I want to have 2 evaluates running parallelly on 2 different devices(and 2 different sessions) that I have created, for which I am using EvaluateAsync()

Code:

std::cout<<"            Starting Evaluate           " << std::endl;

auto start = high_resolution_clock::now();

auto eval_1= session.EvaluateAsync(binding, L""();
auto eval_2 = session_2.EvaluateAsync( binding_2, L"" )

auto stop = high_resolution_clock::now();
auto duration = duration_cast<microseconds>( stop - start );

std::cout << "          Ending Evaluate         " << duration.count() << std::endl; 

Expected behavior:

With only one evaluate call (let's assume only auto eval_1= session.EvaluateAsync(binding, L""(); between time recorded), I know duration is 10 ms.

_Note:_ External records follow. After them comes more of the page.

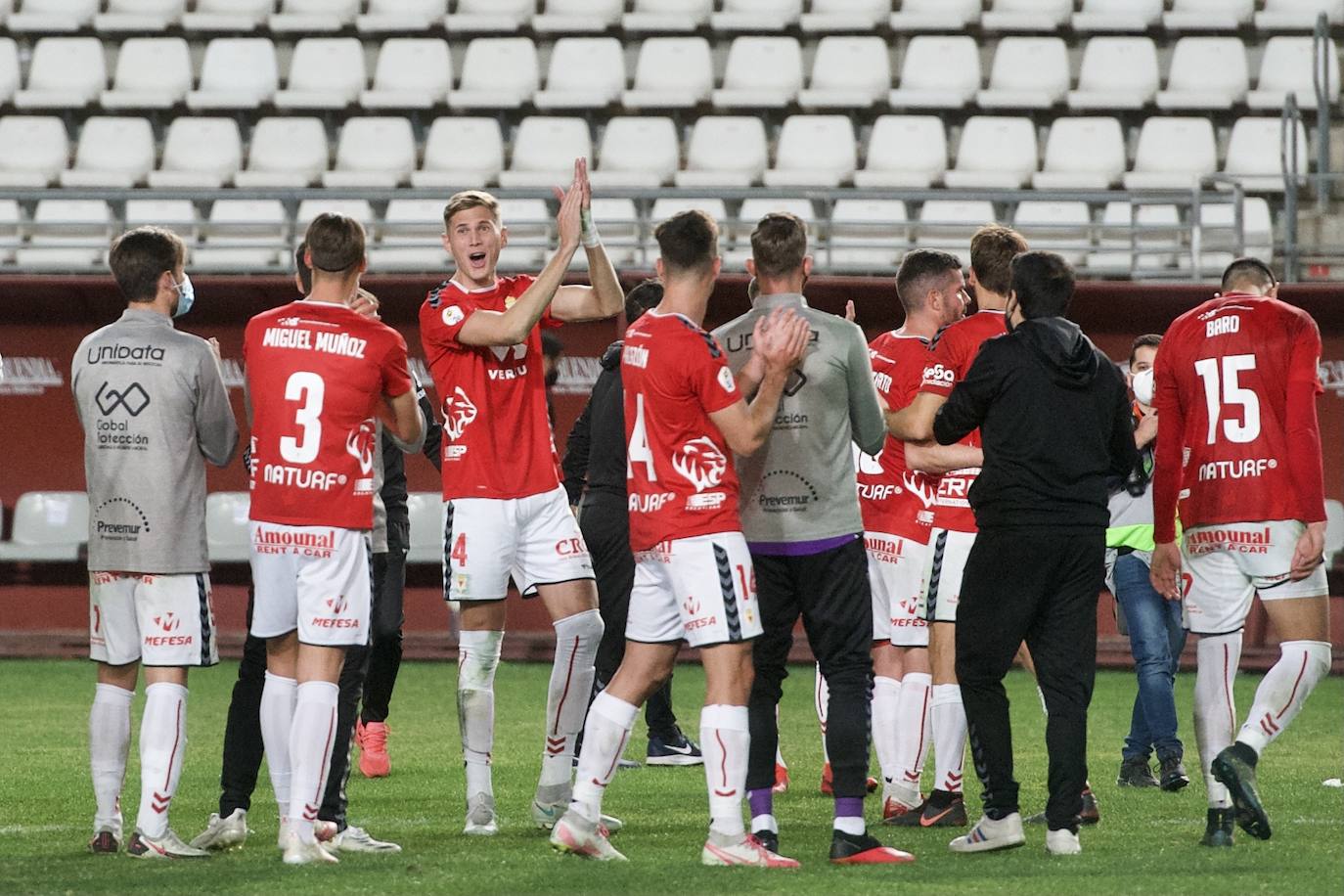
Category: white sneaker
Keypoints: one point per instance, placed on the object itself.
(989, 834)
(223, 833)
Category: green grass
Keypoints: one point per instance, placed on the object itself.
(1145, 844)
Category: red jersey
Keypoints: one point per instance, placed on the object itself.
(679, 470)
(891, 497)
(315, 375)
(953, 351)
(1235, 441)
(496, 432)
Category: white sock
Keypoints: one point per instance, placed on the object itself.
(311, 740)
(109, 741)
(162, 740)
(477, 658)
(1301, 665)
(277, 718)
(725, 739)
(1215, 708)
(605, 735)
(949, 737)
(566, 697)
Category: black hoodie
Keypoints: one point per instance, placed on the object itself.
(1053, 420)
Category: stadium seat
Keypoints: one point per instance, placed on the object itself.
(585, 72)
(995, 152)
(47, 527)
(1206, 72)
(1117, 72)
(1172, 154)
(1082, 154)
(725, 151)
(1027, 72)
(499, 72)
(815, 151)
(545, 151)
(377, 152)
(34, 151)
(67, 72)
(112, 152)
(1286, 67)
(938, 72)
(637, 152)
(671, 72)
(326, 72)
(905, 151)
(761, 72)
(412, 72)
(285, 154)
(848, 72)
(152, 72)
(238, 72)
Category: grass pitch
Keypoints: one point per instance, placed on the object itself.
(1146, 841)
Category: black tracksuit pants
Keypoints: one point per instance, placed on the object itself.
(1041, 587)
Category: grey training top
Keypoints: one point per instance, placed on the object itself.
(152, 403)
(800, 486)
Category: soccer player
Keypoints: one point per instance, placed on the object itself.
(506, 511)
(154, 406)
(683, 416)
(317, 377)
(1239, 450)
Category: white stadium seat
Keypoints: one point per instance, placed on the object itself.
(725, 151)
(585, 72)
(376, 152)
(461, 154)
(815, 151)
(1117, 72)
(848, 72)
(671, 72)
(200, 154)
(67, 72)
(1028, 72)
(152, 72)
(938, 72)
(412, 72)
(905, 151)
(1082, 154)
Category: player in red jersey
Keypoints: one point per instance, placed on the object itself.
(1239, 450)
(317, 375)
(683, 416)
(506, 512)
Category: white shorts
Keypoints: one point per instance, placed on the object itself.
(699, 589)
(1225, 564)
(535, 540)
(315, 579)
(944, 567)
(895, 572)
(158, 619)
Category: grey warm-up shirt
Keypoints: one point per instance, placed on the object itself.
(154, 405)
(800, 488)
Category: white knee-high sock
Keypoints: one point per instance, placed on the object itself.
(477, 658)
(566, 697)
(109, 741)
(1215, 708)
(162, 740)
(1301, 665)
(949, 737)
(725, 739)
(605, 735)
(277, 718)
(311, 740)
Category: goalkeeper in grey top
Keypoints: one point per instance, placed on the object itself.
(154, 407)
(800, 515)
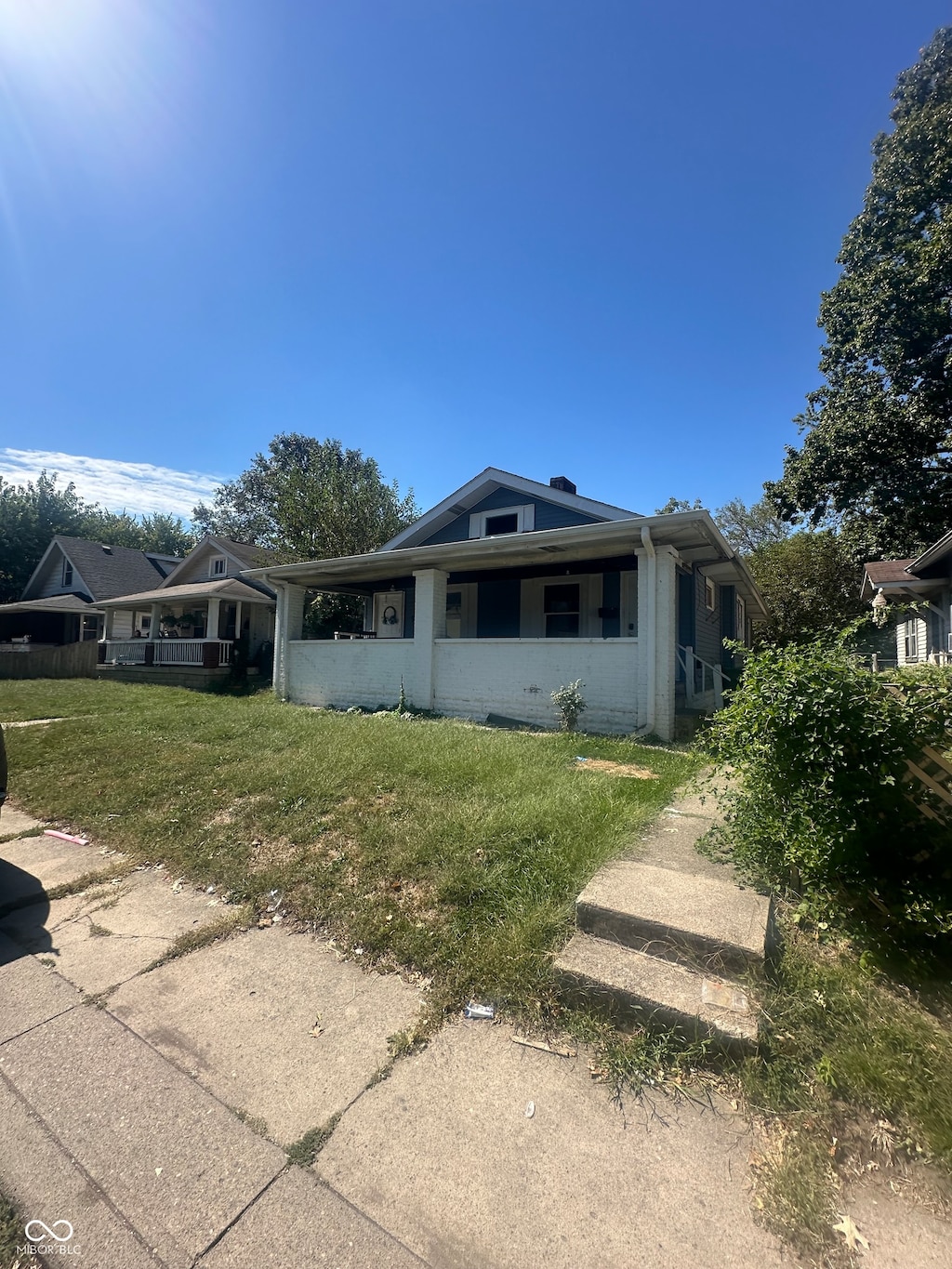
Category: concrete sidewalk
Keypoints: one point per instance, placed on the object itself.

If the EvaluateAsyn is truly asynchronous I expect with 2 calls, the time should be max of the 2 calls, however, it takes double the time ie 20 ms to execute.

1 Answers1

0

Looks like this question was also asked in the Windows Machine Learning GitHub repo and there are answers there. In summary, asynchronous evaluation is complicated because on the CPU certain operators will still try to use all the threads, which leads to contention, and on GPU the work of queuing the GPU work is still synchronous and and operators that need to run on the CPU will cause the pipeline to stall while it waits for the GPU work.